I'll go check out these boards now!  I see so many different board makers on the net that I couldn't figure out which ones really have a good reputation! Having these names will help out a lot.


----------



## Bayoh (Dec 17, 2010)

Don't think anyone's stated it yet, but you will most likely want a wide board for size 13's.


----------



## Rating001 (Jan 1, 2012)

Bayoh said:


> Don't think anyone's stated it yet, but you will most likely want a wide board for size 13's.


Yep, thanks for the heads up! I haven't found anywhere that says my clompers will fit on anything less than a Wide board >< Some say anything shorter than a 160 length and the waist might be too narrow even on a wide board...


----------



## Bayoh (Dec 17, 2010)

Rating001 said:


> Yep, thanks for the heads up! I haven't found anywhere that says my clompers will fit on anything less than a Wide board >< Some say anything shorter than a 160 length and the waist might be too narrow even on a wide board...

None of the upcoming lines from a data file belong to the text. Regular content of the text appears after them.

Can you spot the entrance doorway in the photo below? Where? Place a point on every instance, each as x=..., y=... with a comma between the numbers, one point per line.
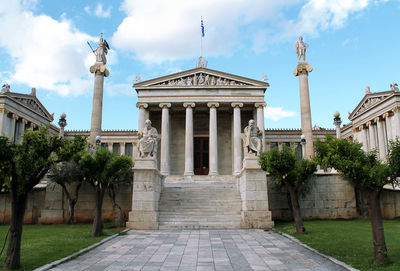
x=201, y=165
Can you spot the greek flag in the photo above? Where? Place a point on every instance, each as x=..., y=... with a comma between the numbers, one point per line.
x=202, y=27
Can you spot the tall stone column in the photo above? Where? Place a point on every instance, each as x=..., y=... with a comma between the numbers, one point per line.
x=260, y=121
x=164, y=167
x=337, y=122
x=122, y=148
x=237, y=138
x=302, y=70
x=189, y=154
x=363, y=137
x=3, y=121
x=213, y=138
x=142, y=115
x=388, y=124
x=381, y=138
x=396, y=122
x=372, y=139
x=100, y=71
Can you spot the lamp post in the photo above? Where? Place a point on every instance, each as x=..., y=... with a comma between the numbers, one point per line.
x=62, y=123
x=303, y=145
x=337, y=122
x=98, y=140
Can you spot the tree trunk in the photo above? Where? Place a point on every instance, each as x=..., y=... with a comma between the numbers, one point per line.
x=119, y=219
x=97, y=228
x=71, y=210
x=296, y=209
x=13, y=255
x=378, y=235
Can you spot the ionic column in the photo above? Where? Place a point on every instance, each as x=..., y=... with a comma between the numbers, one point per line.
x=363, y=137
x=142, y=115
x=213, y=153
x=237, y=138
x=388, y=123
x=302, y=70
x=372, y=140
x=3, y=121
x=381, y=138
x=14, y=118
x=122, y=148
x=189, y=139
x=260, y=121
x=164, y=166
x=396, y=123
x=21, y=130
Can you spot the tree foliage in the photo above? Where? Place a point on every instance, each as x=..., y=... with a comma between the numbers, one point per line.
x=291, y=172
x=22, y=166
x=368, y=174
x=103, y=169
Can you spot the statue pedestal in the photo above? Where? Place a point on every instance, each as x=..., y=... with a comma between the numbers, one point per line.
x=254, y=194
x=147, y=182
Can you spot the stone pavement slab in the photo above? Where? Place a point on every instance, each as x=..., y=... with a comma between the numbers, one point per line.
x=195, y=250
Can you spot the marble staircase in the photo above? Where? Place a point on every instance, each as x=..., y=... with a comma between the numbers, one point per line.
x=200, y=202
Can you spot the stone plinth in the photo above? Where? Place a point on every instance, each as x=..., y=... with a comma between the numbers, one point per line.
x=53, y=211
x=254, y=194
x=147, y=183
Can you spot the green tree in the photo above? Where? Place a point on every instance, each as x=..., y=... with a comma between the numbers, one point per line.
x=291, y=172
x=22, y=166
x=69, y=175
x=368, y=174
x=100, y=170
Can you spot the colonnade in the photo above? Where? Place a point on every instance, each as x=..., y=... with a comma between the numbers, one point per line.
x=377, y=132
x=13, y=125
x=213, y=135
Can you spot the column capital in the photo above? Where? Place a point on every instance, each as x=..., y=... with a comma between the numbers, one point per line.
x=186, y=105
x=3, y=110
x=396, y=109
x=165, y=105
x=237, y=105
x=386, y=115
x=257, y=105
x=215, y=105
x=370, y=123
x=142, y=105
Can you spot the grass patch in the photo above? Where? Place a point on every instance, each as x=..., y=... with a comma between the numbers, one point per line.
x=349, y=241
x=42, y=244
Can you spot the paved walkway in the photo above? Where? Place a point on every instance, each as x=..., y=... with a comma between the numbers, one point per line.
x=199, y=250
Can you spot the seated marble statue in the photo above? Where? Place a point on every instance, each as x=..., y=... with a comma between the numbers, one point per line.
x=148, y=139
x=252, y=138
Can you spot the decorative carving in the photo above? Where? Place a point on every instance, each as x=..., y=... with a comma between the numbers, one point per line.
x=201, y=79
x=252, y=138
x=148, y=140
x=369, y=103
x=301, y=49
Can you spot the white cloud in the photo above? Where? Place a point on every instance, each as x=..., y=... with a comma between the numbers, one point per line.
x=277, y=113
x=157, y=31
x=98, y=11
x=49, y=54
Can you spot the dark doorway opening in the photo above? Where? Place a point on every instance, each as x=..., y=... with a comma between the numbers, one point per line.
x=201, y=165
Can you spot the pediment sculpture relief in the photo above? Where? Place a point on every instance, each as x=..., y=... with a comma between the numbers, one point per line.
x=201, y=79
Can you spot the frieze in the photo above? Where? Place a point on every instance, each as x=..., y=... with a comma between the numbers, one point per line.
x=369, y=103
x=201, y=79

I'm not sure on board lengths for your weight range(I only weigh 140-145lbs heh), but I don't think you'd want to be on anything shorter than a 158/159 anyways. Any less and even a stiffer freeride board might feel like a noodle jibstick to you. :laugh:


----------



## Riley212 (Nov 9, 2011)

Common companies who make a quality board for the most part(no particullar order). some of these companies made lower quality boards at one time, but most of their new stuff is good. 

Burton
Ride
Gnu
Lib-tech
Neversummer
K2
Capita
Forum
Rome
Salomon
Signal
Nitro
Flow
Rossignol
Arbor

id you want to get a deck that will definitely last you a a few seasons and will be good to learn/progress on look at the Ride Antic, its 400 bucks but like i said you probly wont need to get a new one for a few years.


----------



## Rating001 (Jan 1, 2012)

Thanks for these brands! I get off work in about forty minutes so I'll go check them out.


----------



## Nsane1 (Jan 25, 2011)

I'm 6'3" 230 with sz 13 boots and I picked up a GNU Carbon Credit in 162w for cheap at the end of last season. I ride a little ducked out at about 17 and 15 and I have about an inch of overhang front and back. I've never had any issues with toe or heel drag but I can't see me ever fitting on a board that's not a wide. 

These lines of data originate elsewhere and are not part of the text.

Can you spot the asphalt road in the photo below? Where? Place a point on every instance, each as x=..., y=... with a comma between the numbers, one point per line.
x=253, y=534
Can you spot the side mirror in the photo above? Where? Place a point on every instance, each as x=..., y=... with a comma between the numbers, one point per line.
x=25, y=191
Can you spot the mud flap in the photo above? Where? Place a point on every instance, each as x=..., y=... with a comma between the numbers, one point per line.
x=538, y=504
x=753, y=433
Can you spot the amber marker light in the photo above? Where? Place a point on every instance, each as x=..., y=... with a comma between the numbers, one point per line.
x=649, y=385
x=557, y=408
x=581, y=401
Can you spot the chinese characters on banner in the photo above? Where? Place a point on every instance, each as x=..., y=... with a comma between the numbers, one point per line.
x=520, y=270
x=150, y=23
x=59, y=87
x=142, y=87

Although I think the Mervin boards waist widths might be a little slim compared to other boards. Also, met a dude at Snowshoe that was riding a 162 T.Rice Lib-Tech and his board was as wide if not wider than mine... Weird. 

But, I bought all my gear new and really happy I did. Just go to your nearest pro shop or check online for last years model. Sometimes they'll even have some brand new gear from a couple years back and let it go cheap.

A buddy of mine just picked up a 300 dollar pair of Burton boots for 125 because they were the '09 season's. Brand new though.

Also, keep an eye on sites like:
WhiskeyMilitia.com
GearSlash.com
SteepandCheap.com
GearScan.com
Those sites will have clearance stuff all the time.


----------